Under the “common interest” doctrine, separately represented companies can share their privileged communications with each other – without waiving the privilege. Every court agrees that the participants must have a common legal interest, rather than a common business or other non-legal interest. However, courts disagree about just how “common” the legal interest must be.

In SEC, Inc. v. Wyly, No. 10 Civ. 5760 (SAS), 2011 U.S. Dist. LEXIS 72573, at *4 (S.D.N.Y. July 5, 2011), Special Master Daniel Capri indicated that “the parties do not need to be in exact lock-step” for the doctrine to apply. On the same day, another court explained that common interest participants’ interest does not have to be “identical,” as long as it is “substantially similar.” King Drug Co. of Florence, Inc. v. Cephalon, Inc., Civ. A. No. 2:06-cv-1797, 2011 U.S. Dist. LEXIS 71806, at *19 (E.D. Pa. July 5, 2011).
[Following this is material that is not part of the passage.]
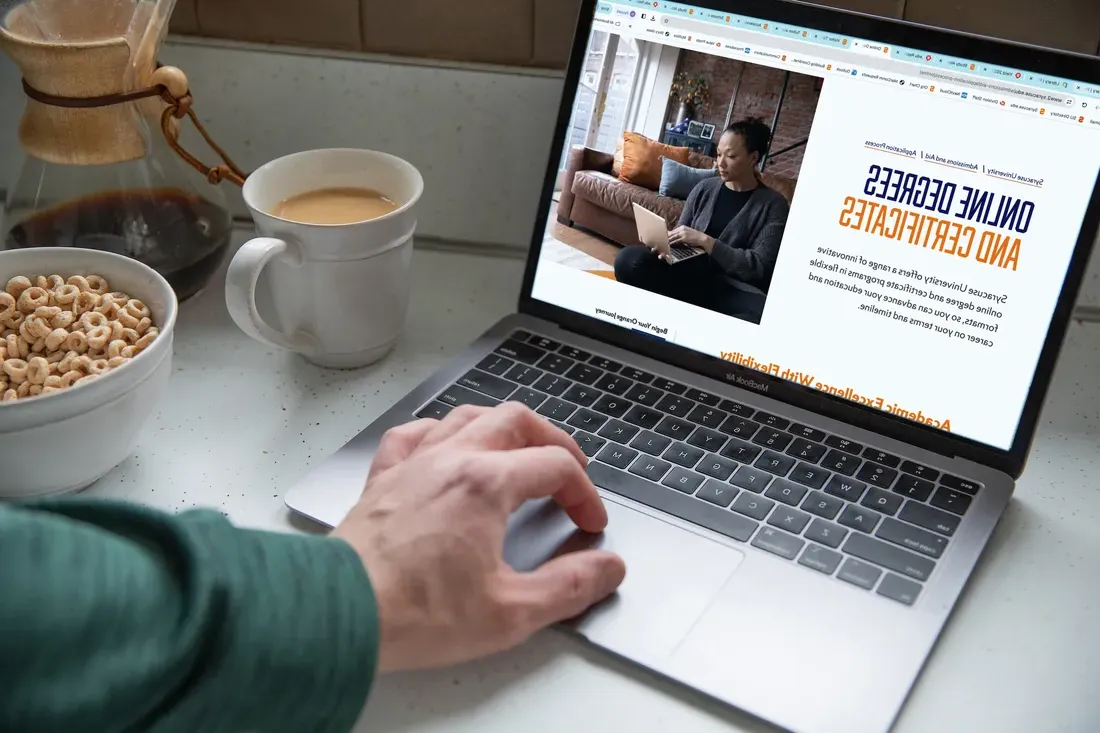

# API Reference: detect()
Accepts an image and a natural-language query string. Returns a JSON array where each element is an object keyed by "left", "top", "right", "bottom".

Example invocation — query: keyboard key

Ten days later, another court concluded that the common interest doctrine did not apply – because the participants’ “interest is similar [but] not identical.” Gulf Coast Shippers Ltd. P’ship v. DHL Express (USA), Inc., Case No. 2:09cv221, 2011 U.S. Dist. LEXIS 80938, at *17 (D. Utah July 15, 2011).

It is troubling enough that common interest participants will not know what court’s standard applies until someone files a lawsuit against them – and then challenges their common interest agreement. It is even worse that the participants will have already shared privileged communications by then, so it is too late to avoid a waiver.